The Duke tugged at his tunic neck and gestured to Wladek, pointing to the window. 'His keen blade found my thigh, slicing right through to the bone. But I managed to stay in the saddle and Mortu and I pushed forward, thrusting at him. Oh my beloved horse,' he sighed. 'Then the Hende churl struck once again. This time, Mortu felt his blade and my faithful old steed collapsed to the ground, and I came crashing down with him.'
Sylwin pursed his lips and nodded solemnly. 'Such courage, my Lord.'
'I slid from the saddle and we fought hand to hand in the mud.' The Duke waved his arm for extra effect. The Lords and his great uncle were silent, their eyes glistening and alert, fixed on him. He licked his lips and carried on. 'We wrestled in the dirt, rolling over and over. Him on top. Then me. Spitting and grunting. Once or twice I feared our battle would be my last. I can still see his fiery eyes glaring down at me. That wicked grin.'
'But your leg? The pain, my Lord? The blood?'
'It was strange. At the time, all I could hear was the thundering of my own heart. It felt as if I was peering through a tunnel and my black-clad opponent was all I could see.'r />
'And how did you finish him off?' Sylwin rubbed his hands.

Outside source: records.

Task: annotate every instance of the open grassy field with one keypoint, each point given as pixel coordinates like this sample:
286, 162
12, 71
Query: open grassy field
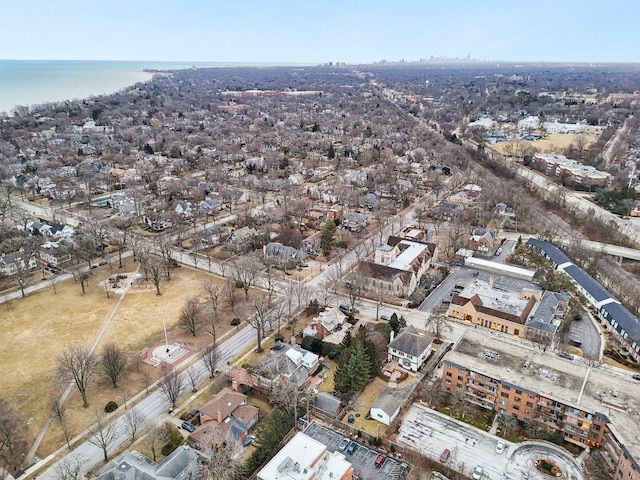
37, 328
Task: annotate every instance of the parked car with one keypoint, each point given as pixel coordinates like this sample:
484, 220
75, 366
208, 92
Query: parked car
352, 448
477, 473
444, 456
347, 309
188, 426
380, 459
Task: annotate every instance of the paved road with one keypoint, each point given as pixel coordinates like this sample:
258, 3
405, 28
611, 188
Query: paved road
152, 407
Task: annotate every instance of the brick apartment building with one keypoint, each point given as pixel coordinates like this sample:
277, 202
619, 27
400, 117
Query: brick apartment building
565, 397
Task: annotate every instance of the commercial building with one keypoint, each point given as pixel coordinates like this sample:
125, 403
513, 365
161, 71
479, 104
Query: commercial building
560, 166
616, 318
528, 313
572, 399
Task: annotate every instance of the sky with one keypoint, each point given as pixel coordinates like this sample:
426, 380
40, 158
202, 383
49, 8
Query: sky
301, 31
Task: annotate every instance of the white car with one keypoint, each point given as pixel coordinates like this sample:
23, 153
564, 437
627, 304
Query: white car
477, 473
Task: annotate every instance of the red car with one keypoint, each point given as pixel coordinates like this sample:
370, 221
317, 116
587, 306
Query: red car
444, 456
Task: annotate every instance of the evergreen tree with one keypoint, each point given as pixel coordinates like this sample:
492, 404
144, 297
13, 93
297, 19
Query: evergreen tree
358, 368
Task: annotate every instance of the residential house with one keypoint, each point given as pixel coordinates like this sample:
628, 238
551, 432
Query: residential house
616, 318
311, 244
185, 208
329, 326
570, 399
283, 253
503, 210
225, 416
181, 464
243, 236
385, 408
15, 262
291, 365
157, 221
472, 190
305, 458
355, 221
215, 235
410, 349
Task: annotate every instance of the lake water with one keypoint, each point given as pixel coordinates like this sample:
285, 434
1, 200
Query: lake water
30, 82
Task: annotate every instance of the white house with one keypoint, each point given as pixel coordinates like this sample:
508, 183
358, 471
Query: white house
410, 349
385, 409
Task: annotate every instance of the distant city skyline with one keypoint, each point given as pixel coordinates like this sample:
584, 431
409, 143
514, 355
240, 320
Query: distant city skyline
351, 31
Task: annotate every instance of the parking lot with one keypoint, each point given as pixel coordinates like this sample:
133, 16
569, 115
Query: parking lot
363, 457
463, 276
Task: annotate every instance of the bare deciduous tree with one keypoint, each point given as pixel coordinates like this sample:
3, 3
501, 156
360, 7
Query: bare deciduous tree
58, 408
103, 434
156, 438
193, 374
77, 363
245, 272
13, 445
259, 318
171, 385
231, 295
213, 294
114, 362
190, 318
153, 267
211, 358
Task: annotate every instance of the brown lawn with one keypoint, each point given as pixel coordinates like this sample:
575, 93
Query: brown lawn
40, 326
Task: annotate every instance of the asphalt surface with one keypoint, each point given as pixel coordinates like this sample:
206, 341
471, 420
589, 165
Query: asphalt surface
429, 433
363, 457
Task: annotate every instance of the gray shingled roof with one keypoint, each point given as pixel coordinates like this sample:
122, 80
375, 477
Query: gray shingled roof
411, 342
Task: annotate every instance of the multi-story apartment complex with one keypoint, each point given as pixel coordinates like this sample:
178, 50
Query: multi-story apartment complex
571, 398
527, 313
616, 318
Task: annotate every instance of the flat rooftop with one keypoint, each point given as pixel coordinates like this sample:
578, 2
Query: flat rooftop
496, 297
549, 375
403, 261
294, 461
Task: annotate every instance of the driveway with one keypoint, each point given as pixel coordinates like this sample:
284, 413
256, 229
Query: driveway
362, 459
587, 333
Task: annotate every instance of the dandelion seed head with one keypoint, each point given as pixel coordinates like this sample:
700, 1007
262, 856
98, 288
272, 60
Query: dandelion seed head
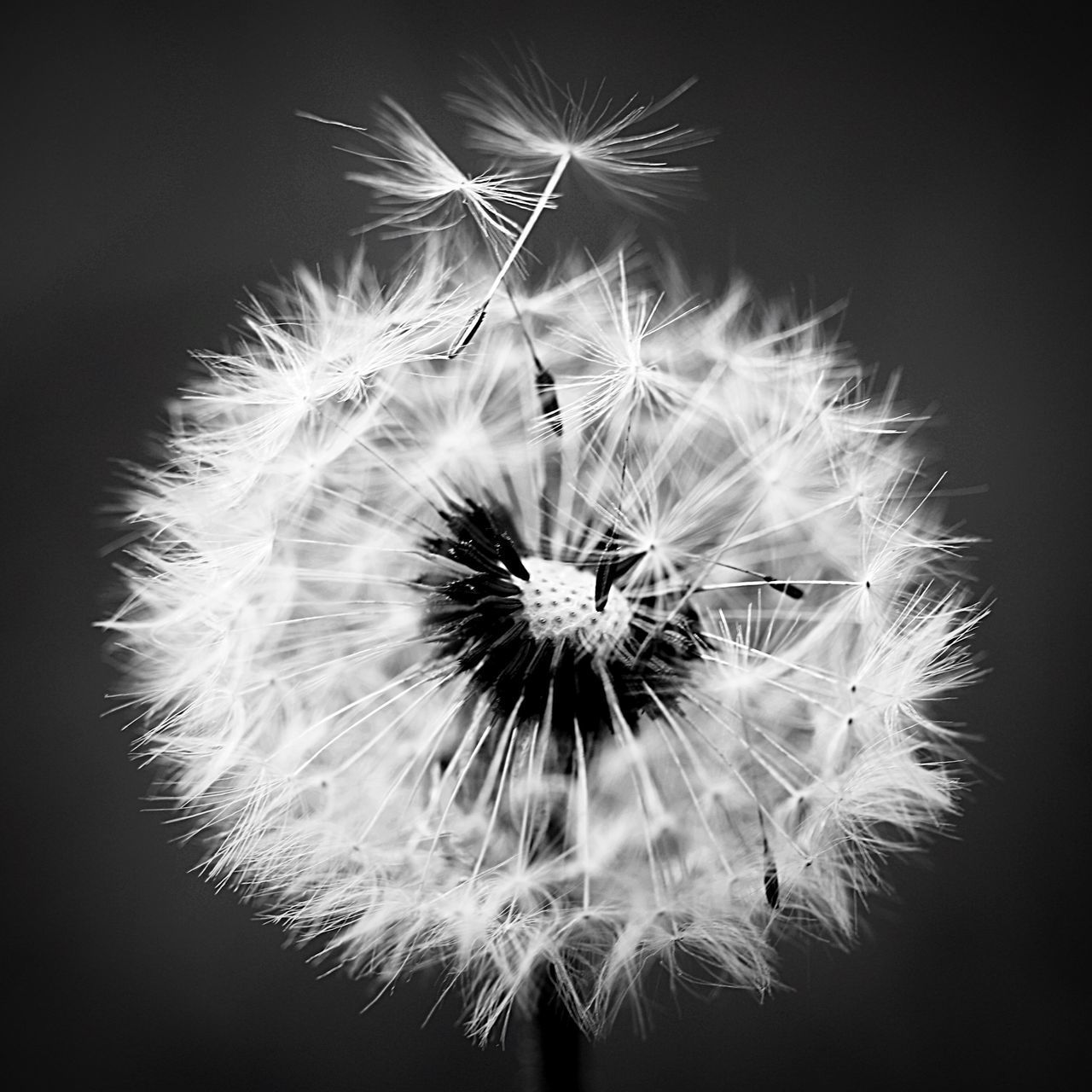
612, 638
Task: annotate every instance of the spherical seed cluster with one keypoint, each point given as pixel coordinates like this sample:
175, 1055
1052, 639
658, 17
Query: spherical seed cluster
572, 626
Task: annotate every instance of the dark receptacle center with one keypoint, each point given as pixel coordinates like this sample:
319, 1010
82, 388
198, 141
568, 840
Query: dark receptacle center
542, 642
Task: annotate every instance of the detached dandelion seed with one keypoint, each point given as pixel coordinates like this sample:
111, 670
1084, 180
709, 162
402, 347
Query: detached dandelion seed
614, 640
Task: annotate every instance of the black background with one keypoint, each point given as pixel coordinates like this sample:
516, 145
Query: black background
932, 171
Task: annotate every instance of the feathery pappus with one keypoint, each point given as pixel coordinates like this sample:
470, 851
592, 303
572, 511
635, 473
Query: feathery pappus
511, 621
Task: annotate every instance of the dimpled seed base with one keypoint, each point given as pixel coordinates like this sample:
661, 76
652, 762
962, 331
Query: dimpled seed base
560, 603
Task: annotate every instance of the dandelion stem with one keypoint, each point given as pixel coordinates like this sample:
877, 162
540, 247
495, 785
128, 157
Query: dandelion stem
552, 1045
471, 328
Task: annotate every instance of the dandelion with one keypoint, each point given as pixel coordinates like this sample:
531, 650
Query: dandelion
615, 640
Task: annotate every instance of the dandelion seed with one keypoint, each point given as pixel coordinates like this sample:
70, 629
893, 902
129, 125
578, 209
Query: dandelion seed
614, 640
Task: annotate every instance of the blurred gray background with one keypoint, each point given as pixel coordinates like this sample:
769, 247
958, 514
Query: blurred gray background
929, 171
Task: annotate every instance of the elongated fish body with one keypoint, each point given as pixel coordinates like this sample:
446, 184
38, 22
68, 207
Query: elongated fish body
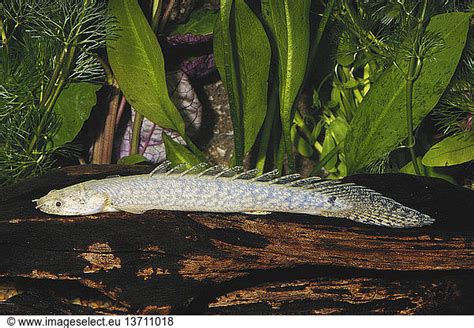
208, 194
216, 192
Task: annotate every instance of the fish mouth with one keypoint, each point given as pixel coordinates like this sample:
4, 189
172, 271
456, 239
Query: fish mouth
38, 202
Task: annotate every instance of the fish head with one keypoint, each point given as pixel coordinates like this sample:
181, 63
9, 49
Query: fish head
73, 200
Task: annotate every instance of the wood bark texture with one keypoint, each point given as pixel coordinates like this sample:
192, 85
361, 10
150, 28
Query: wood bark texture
164, 262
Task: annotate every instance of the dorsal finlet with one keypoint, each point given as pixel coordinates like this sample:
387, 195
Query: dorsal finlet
162, 168
247, 175
268, 176
213, 170
306, 182
195, 169
286, 179
178, 169
230, 172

'My trusty sword did not let me down. I grunted and strained and somehow managed to overcome him. Then the point of my blade found his heart and I plunged in deep with all my remaining strength and it was all over. Another victory for the Vorosy Clansmen.'
'But with the loss of your leg.'
'Tis nothing.' The Duke feigned a smile but his belly plummeted each time he remembered he was now only half a man. The Father's revenge is swift and absolute. 'The victory was worth my small trouble.'
The men murmured in agreement.
'Although...,' the Duke said with a laugh. 'I shudder every time I see a man with an axe. Believe me, a battlefield surgeon's blow is more frightening than a Henden sword.'
The Lords nodded and chuckled along with him.

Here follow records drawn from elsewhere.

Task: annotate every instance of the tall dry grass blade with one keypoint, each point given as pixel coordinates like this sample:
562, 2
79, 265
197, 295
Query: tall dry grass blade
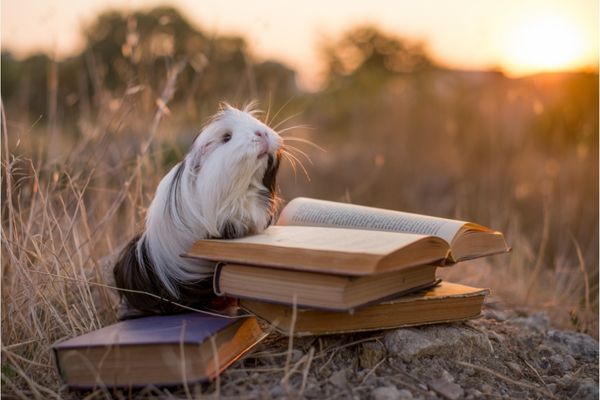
586, 284
269, 122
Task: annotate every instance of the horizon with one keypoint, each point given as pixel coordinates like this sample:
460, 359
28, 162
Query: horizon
517, 38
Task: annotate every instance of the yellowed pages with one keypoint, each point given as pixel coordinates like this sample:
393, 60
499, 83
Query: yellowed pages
353, 241
304, 211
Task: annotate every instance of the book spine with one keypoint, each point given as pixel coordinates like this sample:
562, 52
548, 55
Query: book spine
216, 278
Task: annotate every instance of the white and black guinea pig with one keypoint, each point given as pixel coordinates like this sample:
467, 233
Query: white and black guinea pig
223, 188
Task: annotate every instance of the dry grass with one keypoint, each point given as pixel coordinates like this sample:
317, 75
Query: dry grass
72, 199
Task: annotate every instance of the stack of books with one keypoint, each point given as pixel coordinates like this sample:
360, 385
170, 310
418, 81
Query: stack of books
324, 268
329, 267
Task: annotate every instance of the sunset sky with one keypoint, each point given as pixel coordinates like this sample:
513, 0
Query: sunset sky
518, 36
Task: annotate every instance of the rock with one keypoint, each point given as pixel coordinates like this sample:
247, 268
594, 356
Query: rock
449, 390
339, 379
386, 393
495, 314
514, 367
560, 364
405, 394
441, 340
447, 376
587, 390
578, 345
371, 354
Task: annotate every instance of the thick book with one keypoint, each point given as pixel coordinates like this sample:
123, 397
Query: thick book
446, 302
312, 289
345, 239
158, 350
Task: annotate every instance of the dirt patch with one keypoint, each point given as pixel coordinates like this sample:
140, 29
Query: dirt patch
504, 354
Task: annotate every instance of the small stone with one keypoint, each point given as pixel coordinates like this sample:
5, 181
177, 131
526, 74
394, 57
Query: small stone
539, 322
447, 376
277, 391
385, 393
449, 390
514, 367
442, 340
544, 351
339, 379
487, 389
495, 314
561, 364
578, 345
371, 354
404, 394
587, 390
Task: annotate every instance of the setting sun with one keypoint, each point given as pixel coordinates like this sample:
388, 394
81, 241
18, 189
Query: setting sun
544, 42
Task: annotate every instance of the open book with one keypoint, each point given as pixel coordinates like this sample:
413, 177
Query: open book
344, 239
466, 240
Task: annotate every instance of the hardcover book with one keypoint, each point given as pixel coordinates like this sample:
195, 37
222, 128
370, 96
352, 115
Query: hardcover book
158, 350
446, 302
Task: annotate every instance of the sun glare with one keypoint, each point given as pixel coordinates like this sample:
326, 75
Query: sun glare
544, 43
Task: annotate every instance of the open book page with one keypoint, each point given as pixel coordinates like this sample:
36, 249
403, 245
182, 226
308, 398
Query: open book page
349, 240
312, 212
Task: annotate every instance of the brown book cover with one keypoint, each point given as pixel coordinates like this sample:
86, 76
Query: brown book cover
446, 302
159, 350
317, 290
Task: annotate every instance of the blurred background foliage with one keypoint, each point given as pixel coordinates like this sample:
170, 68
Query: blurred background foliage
400, 131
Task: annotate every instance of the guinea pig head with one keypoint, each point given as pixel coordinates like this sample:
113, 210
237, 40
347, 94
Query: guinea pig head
235, 152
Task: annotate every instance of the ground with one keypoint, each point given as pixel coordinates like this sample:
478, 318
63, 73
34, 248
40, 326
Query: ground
504, 354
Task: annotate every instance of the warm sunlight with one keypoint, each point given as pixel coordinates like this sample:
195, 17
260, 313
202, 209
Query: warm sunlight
544, 42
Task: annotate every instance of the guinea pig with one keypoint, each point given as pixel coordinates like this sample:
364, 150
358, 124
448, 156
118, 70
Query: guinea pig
225, 187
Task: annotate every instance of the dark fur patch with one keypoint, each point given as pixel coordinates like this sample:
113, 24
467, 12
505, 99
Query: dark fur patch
131, 274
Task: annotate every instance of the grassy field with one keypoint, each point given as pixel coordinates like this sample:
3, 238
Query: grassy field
519, 155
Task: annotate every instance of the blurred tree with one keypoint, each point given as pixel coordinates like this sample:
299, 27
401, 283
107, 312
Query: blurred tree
365, 57
125, 50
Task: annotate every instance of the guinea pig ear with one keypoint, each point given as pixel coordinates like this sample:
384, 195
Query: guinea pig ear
198, 154
224, 106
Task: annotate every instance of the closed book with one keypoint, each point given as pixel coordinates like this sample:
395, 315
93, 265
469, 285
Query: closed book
446, 302
319, 290
157, 350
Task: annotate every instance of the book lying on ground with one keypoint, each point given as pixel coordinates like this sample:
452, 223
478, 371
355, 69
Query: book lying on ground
158, 350
446, 302
311, 289
308, 237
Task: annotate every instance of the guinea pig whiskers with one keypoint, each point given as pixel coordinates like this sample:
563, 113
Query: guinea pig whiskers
302, 153
285, 120
295, 161
299, 126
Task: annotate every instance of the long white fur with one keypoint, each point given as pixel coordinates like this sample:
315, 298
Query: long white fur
220, 183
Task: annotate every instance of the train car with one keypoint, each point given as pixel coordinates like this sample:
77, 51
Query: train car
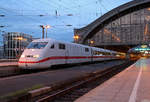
43, 53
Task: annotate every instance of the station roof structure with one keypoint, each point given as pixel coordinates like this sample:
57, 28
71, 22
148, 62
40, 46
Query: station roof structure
90, 30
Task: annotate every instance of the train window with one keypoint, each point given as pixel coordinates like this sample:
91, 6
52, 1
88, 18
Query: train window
86, 50
61, 46
37, 45
52, 47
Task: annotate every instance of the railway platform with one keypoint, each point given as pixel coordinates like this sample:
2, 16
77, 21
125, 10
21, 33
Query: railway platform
7, 64
131, 85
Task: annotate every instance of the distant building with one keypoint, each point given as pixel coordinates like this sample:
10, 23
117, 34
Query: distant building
15, 43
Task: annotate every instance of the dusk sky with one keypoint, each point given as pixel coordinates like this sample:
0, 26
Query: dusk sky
62, 15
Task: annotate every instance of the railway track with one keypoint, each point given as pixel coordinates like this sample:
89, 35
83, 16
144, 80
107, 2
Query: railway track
72, 92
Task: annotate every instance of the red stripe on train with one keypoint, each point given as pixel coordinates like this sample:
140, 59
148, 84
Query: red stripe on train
65, 57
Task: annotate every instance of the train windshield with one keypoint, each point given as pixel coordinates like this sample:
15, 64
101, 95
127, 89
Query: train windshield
37, 45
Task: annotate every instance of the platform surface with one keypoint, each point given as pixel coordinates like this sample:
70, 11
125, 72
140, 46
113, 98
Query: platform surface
131, 85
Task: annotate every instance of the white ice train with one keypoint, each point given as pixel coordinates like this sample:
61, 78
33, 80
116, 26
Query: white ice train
42, 53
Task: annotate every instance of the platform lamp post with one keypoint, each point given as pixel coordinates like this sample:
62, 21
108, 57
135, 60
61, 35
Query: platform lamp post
42, 26
76, 38
46, 27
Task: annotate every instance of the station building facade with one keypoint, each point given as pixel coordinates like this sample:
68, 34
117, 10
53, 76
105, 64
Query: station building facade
15, 43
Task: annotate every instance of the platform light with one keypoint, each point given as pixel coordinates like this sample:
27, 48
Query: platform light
36, 56
22, 56
92, 42
76, 37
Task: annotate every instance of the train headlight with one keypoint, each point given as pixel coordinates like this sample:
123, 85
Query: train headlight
36, 56
22, 56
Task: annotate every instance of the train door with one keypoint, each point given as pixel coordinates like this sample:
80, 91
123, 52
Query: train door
67, 54
92, 53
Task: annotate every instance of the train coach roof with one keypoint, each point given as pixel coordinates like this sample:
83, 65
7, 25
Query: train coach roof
69, 43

'We are all grateful for your healthy return,' Sylwin said. 'Your battle scar will be a constant reminder of your bravery and your sacrifice for your people.'
'Hear, hear.' Kalin raised his glass and the other lords charged their goblets into the air but the Duke's mind drifted away.
The men seemed satisfied, even impressed. Only one other man knew the whole mortifying truth. His chest tightened. How long would he be silent? When would his secret be revealed to the world?
Chapter Twenty-two
The bower was quiet all evening. The Duchess was wrapped up in the pages of a small book as Sira went about her chores without distraction or conversation. Sira was glad. She had feared if she started to speak, she'd talk and talk until she talked herself out of the plan.
Then the moment arrived.
'I am going now,' she said as she slid the bed-warmer under the coverlet. Her heartbeat quickened as she said the words aloud.